If you’ve spent the last four or five years (or even longer!) laboring in “stable misery” at your current job because, among other reasons, you were just thankful to stillhave a job, now would appear to be the best time in years to peek over the edge of your self-imposed foxhole and check out the current job market landscape. Many key indicators seem to be pointing to the re-emergence of a seller’s job market instead of the buyer’s market that has dominated the scene for so many years now.
There is always a risk in accurately reading the future job market and/or the broader economy, but unless there are unseen factors lurking below the surface, we seem finally to be moving from a job market where hiring companies have long called virtually all of the shots to a market where job seekers may now begin calling at least some of the shots! That seems to be particularly true for high-demand specialties with limited numbers of qualified candidates, such as IT, certain engineering fields, sales and many others.
KEY MEASUREMENTS OF JOB MARKET DYNAMICS
Here are some key measurements that illustrate both the current state of and future growth potential for the U.S. job market:
- The addition of 295,000 new jobs in February marked the 12th consecutive month that the economy has added 200,000+ jobs to the U.S. economy, the longest job growth period since the late 1990s.
- The overall unemployment rate continues its downward creep, with the latest decline from 5.7% to 5.5%, the lowest level since 2008.
- The unemployment rate fell in every state in the U.S. in 2014, something that hasn’t occurred since 1984.
- While there is still a way to go, wages are now showing at least somegrowth, with the expectation of further growth in the near future, as both the economy and the job market are expected to continue to improve.
- A far less well-known report from the U.S. Labor Department, the Jobs Openings and Labor Turnover Survey (JOLTS), is perhaps the most predictive report of future trends in the U.S. job market.
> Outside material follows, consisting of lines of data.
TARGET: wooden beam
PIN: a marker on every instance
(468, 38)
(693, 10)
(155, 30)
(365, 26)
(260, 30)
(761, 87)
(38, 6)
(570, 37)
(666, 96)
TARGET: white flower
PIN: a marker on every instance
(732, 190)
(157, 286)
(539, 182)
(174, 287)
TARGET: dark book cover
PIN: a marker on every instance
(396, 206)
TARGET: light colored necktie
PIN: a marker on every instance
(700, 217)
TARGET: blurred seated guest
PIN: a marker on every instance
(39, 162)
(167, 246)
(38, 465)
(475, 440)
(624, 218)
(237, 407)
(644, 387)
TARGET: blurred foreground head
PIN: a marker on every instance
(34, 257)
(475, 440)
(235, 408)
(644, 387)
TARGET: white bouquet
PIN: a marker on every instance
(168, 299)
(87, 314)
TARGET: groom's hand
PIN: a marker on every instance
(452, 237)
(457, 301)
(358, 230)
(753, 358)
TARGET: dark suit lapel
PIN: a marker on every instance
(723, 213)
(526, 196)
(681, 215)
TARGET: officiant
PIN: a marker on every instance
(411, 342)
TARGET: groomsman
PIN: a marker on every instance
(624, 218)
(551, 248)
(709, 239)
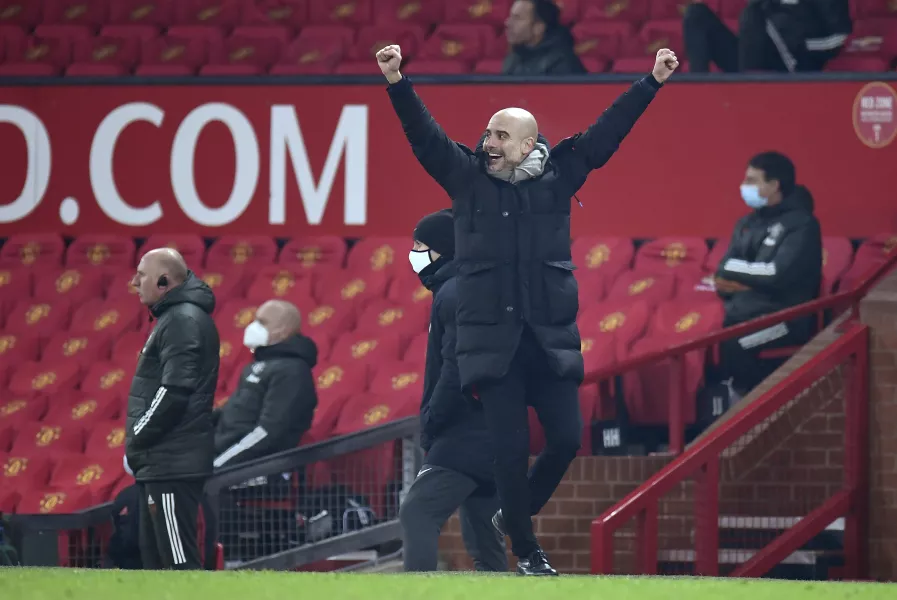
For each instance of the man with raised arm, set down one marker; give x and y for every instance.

At the end of December 2014 the report showed there were five million U.S. job openings, the highest number in 13 years. Among other things, this figure strongly suggests that employees who have heretofore been hesitant to seek out new career opportunities are now either doing so or soon will be.
JOB PICTURE LOOKING FAR, FAR BRIGHTER
To be sure, not every aspect of the job market or the broader U.S. economy is “all better,” but, as these measurements clearly demonstrate, significant improvements certainly have occurred and are continuing to occur. Some economists are predicting that we will return to “full employment” by the end of this year, perhaps even sooner. In fact, some employment experts say we are already at that point.
Even though some CEOs continue to insist that they will be taking a “steady as she goes” approach to both new hiring and wage growth this year, with a diminished—and diminishing—pool of fully qualified candidates for high-demand specialties, this may well prove to be wishful thinking on their part. As these companies continue to ramp up production to stay competitive in a worldwide marketplace, some market leaders are already experiencing problems attracting and retaining key personnel. Nothing I’m aware of indicates that this situation will improve significantly any time soon.
IF YOU’VE BEEN WAITING FOR JUST THE RIGHT TIME …
So, if you’ve been waiting for just the right time to finally venture out of your comfort zone and investigate the job market for new, better career opportunities, today would certainly seem to be the right time to do precisely that. And, as stated at the top of this post, that is particularly true if you are in one of the high-demand professional specialties. But, in order to maximize your chances for success, make sure that you have branded yourself as being among the TOP candidates in the job market–and are perceived as being in that category by hiring companies.
Be forewarned, however, that, if you do decide to investigate new career opportunities in today’s much improved job market, you will likely have a lot of company (read: “competition”). Surveys conducted by such heavy hitters as CareerBuilder, Monster and others have consistently indicated that about one-half (or more!) of workers today have at least some level of dissatisfaction with their current job, and most say they certainly would seek a new one if the opportunity presented itself. Clearly, all signs indicate that that is exactly what appears to be happening in today’s job market.
Included in this number are those who voluntarily left their jobs, as well as those who involuntarily left their jobs, i.e., through layoffs, etc.
Usually considered to be at or slightly below 6% unemployment.